Assemblyman Brook-Krasny said this will provide $182.6 million to hospitals and $145.4 million to nursing homes statewide so they can continue helping patients. In addition, the Assembly budget eliminates the "sick tax" - a burdensome 0.35 percent tax on hospital gross receipts which amounts to $136.9 million per year - and allows it to sunset later this month, as intended.
"Health care workers play a crucial role in delivering quality health care to patients across the state," Assemblyman Brook-Krasny said. "Without them, patients won't get the care they need, so the Assembly is committed to providing Brooklyn with its fair share of state health care funding."
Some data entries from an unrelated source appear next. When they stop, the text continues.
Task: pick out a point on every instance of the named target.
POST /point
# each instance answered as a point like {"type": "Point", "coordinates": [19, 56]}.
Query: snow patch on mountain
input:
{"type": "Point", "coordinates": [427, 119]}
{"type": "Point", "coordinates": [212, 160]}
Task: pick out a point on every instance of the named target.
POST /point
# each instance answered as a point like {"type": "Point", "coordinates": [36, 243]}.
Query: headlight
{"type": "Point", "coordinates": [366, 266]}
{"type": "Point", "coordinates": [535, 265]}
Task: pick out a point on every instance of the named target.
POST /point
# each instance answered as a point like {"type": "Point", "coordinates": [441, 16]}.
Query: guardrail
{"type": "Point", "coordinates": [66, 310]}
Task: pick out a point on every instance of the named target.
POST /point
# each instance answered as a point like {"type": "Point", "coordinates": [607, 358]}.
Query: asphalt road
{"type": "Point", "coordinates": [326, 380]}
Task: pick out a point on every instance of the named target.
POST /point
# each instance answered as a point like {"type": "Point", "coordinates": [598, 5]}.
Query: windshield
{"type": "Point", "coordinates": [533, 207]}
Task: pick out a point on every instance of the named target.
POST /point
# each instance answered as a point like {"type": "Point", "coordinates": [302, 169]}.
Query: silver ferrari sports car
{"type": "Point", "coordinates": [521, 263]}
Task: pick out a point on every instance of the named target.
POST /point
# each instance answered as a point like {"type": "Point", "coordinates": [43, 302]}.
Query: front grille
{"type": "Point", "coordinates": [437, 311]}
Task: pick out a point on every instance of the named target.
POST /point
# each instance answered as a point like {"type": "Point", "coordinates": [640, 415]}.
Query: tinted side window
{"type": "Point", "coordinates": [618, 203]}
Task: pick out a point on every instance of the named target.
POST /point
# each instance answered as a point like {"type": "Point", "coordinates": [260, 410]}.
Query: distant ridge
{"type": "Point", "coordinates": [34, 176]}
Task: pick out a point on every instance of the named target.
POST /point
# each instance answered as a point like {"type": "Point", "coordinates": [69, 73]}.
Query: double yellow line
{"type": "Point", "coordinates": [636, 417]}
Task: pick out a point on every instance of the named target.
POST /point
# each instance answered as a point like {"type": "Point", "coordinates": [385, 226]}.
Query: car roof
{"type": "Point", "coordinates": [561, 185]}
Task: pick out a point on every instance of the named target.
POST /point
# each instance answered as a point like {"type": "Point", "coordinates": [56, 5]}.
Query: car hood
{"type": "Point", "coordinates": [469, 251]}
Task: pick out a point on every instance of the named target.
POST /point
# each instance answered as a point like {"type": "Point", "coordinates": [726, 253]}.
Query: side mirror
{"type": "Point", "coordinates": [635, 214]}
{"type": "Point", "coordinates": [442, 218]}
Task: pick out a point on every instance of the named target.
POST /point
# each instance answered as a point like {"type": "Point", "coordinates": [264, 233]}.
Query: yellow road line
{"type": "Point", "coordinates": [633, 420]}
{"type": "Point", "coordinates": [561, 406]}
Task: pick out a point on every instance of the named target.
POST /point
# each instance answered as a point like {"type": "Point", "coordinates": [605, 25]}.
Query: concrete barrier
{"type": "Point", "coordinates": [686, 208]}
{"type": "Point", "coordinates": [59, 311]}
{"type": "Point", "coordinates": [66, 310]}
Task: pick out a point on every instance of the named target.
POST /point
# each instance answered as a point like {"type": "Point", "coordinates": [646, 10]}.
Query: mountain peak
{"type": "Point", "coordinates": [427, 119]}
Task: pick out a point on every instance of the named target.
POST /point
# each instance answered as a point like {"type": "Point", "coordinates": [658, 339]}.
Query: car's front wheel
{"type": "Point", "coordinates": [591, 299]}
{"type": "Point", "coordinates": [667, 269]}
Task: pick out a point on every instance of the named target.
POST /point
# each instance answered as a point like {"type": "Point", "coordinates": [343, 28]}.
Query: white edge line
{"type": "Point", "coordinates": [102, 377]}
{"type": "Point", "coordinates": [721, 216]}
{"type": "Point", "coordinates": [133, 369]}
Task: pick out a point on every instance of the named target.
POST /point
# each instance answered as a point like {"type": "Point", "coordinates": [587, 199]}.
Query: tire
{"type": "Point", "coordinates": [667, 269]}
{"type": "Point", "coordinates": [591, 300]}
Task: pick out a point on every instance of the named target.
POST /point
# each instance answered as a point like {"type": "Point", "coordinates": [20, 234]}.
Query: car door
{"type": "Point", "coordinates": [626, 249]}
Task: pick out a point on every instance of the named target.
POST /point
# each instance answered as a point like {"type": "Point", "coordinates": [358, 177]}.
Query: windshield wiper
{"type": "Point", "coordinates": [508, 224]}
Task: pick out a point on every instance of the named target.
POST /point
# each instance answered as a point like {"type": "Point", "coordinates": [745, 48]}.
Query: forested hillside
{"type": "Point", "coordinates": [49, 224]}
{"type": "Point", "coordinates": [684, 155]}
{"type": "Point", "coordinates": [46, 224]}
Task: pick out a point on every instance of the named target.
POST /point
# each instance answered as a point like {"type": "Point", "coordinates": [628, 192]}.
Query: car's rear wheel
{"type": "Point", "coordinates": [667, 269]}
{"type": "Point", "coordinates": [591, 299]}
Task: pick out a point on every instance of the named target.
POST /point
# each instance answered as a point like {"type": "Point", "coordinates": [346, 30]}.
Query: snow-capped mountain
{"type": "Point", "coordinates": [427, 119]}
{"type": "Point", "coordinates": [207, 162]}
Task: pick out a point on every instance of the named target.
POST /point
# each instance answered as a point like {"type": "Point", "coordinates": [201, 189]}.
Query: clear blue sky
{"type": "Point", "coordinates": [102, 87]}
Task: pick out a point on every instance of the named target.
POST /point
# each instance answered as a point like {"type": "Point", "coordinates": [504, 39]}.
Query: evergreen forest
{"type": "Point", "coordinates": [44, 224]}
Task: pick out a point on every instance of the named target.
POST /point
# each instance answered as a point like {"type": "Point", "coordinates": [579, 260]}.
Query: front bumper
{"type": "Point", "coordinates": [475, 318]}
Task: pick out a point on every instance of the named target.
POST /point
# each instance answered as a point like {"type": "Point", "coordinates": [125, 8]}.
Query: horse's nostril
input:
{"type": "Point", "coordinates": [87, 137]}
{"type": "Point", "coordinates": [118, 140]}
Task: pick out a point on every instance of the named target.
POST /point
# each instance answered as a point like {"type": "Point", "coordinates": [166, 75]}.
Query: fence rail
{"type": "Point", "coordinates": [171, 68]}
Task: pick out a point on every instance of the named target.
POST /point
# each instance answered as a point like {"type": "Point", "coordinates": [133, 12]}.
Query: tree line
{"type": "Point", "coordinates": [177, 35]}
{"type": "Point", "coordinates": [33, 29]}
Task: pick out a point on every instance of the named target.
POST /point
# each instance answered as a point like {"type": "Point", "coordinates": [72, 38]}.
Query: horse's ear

And the Assembly is also committed to keeping pharmacy reimbursements adequate by restoring $34.6 million under Medicaid and $10.6 million under EPIC, a move that will help local pharmacies ensure ready access to needed medications, according to Assemblyman Brook-Krasny. In addition, the Assembly preserves the exemption for antidepressants in the Preferred Drug Program to ensure access to these necessary mental health medications.
Stem cell research
"Human stem cell research offers immeasurable promise for developing new treatments and even potential cures for many debilitating diseases," Assemblyman Brook-Krasny said. "We agree with the governor that advancing stem cell research is of paramount importance."
The Assembly proposes to fund this research through HCRA by reserving $500 million in proceeds from the conversion of a not-for-profit health insurer to a for-profit entity.
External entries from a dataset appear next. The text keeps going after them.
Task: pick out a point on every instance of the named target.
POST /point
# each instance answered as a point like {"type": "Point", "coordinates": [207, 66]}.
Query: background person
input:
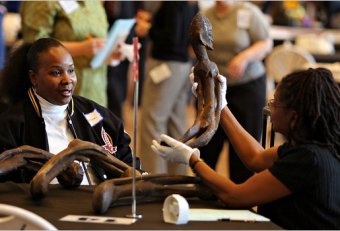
{"type": "Point", "coordinates": [241, 42]}
{"type": "Point", "coordinates": [165, 90]}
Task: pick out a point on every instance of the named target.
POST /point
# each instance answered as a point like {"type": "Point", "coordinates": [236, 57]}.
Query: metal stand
{"type": "Point", "coordinates": [135, 110]}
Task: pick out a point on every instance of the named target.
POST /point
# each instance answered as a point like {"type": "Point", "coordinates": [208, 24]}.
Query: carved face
{"type": "Point", "coordinates": [201, 30]}
{"type": "Point", "coordinates": [55, 77]}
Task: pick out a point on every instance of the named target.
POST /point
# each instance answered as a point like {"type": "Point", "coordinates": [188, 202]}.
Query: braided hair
{"type": "Point", "coordinates": [14, 79]}
{"type": "Point", "coordinates": [315, 96]}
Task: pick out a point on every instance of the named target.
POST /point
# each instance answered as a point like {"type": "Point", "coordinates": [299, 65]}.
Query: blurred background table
{"type": "Point", "coordinates": [60, 202]}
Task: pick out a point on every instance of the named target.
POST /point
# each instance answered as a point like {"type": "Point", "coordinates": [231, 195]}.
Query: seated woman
{"type": "Point", "coordinates": [297, 184]}
{"type": "Point", "coordinates": [37, 85]}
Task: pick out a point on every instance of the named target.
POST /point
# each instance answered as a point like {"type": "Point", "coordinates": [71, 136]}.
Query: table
{"type": "Point", "coordinates": [60, 202]}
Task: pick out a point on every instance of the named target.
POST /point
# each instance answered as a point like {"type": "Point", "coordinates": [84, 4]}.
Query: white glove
{"type": "Point", "coordinates": [223, 85]}
{"type": "Point", "coordinates": [176, 152]}
{"type": "Point", "coordinates": [194, 84]}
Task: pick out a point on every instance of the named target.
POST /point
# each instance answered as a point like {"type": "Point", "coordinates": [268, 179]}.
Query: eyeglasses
{"type": "Point", "coordinates": [272, 103]}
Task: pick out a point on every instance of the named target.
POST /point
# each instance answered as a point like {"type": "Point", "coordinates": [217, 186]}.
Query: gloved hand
{"type": "Point", "coordinates": [194, 84]}
{"type": "Point", "coordinates": [223, 85]}
{"type": "Point", "coordinates": [176, 152]}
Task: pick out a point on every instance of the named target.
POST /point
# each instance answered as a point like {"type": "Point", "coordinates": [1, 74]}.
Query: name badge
{"type": "Point", "coordinates": [243, 19]}
{"type": "Point", "coordinates": [69, 6]}
{"type": "Point", "coordinates": [93, 118]}
{"type": "Point", "coordinates": [160, 73]}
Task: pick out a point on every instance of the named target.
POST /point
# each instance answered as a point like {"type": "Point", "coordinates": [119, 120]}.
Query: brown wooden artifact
{"type": "Point", "coordinates": [81, 151]}
{"type": "Point", "coordinates": [208, 89]}
{"type": "Point", "coordinates": [149, 188]}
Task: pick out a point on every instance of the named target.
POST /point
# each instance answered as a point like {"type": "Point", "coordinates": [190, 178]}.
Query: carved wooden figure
{"type": "Point", "coordinates": [208, 89]}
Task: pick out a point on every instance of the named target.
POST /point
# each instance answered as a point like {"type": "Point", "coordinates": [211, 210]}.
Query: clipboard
{"type": "Point", "coordinates": [117, 35]}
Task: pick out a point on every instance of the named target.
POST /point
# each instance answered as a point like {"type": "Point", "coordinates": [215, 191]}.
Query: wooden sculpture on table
{"type": "Point", "coordinates": [208, 88]}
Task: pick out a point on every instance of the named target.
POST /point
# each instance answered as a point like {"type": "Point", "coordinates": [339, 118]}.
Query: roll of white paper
{"type": "Point", "coordinates": [176, 210]}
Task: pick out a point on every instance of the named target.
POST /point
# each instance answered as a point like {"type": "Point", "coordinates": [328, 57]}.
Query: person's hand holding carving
{"type": "Point", "coordinates": [176, 151]}
{"type": "Point", "coordinates": [223, 85]}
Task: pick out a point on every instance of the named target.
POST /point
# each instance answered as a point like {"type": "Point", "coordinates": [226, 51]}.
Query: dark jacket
{"type": "Point", "coordinates": [22, 124]}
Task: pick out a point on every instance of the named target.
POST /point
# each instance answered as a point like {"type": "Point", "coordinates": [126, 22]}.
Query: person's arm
{"type": "Point", "coordinates": [250, 151]}
{"type": "Point", "coordinates": [259, 189]}
{"type": "Point", "coordinates": [257, 51]}
{"type": "Point", "coordinates": [88, 47]}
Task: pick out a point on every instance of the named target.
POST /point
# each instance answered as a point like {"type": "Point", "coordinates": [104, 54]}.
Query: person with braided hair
{"type": "Point", "coordinates": [296, 184]}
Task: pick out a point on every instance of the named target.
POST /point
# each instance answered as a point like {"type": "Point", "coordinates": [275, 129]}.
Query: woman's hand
{"type": "Point", "coordinates": [173, 150]}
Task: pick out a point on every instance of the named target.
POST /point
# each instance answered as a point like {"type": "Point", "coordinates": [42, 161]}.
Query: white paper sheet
{"type": "Point", "coordinates": [227, 215]}
{"type": "Point", "coordinates": [99, 219]}
{"type": "Point", "coordinates": [117, 34]}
"This funding structure is crucial to making medical advancements and provides the most flexible support for research and laboratory operating costs," Assemblyman Brook-Krasny said.
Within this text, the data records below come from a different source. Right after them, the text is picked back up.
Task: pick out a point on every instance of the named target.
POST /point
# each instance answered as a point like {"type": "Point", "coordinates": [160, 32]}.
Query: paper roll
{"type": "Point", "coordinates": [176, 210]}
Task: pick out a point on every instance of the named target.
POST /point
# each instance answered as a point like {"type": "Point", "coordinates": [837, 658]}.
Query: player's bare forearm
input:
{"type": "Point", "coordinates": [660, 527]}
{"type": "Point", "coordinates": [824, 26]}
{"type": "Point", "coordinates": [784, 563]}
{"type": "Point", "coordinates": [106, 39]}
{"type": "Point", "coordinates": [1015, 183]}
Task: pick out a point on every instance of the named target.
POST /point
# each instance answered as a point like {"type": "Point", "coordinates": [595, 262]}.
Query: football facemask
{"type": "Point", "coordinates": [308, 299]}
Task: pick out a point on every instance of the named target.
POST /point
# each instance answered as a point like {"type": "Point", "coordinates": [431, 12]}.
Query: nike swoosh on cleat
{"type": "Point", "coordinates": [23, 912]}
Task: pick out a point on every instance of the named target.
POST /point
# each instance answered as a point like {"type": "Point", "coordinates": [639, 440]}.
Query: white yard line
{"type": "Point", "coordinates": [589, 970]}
Assemblyman Brook-Krasny said the Assembly budget proposal works to build on the executive proposal - which provides a solid foundation for real health care reform.
"We look forward to passing a budget that builds a stronger, more affordable health care system that puts the focus back on patients," Assemblyman Brook-Krasny said. "I can think of nothing more important than the health of our citizens."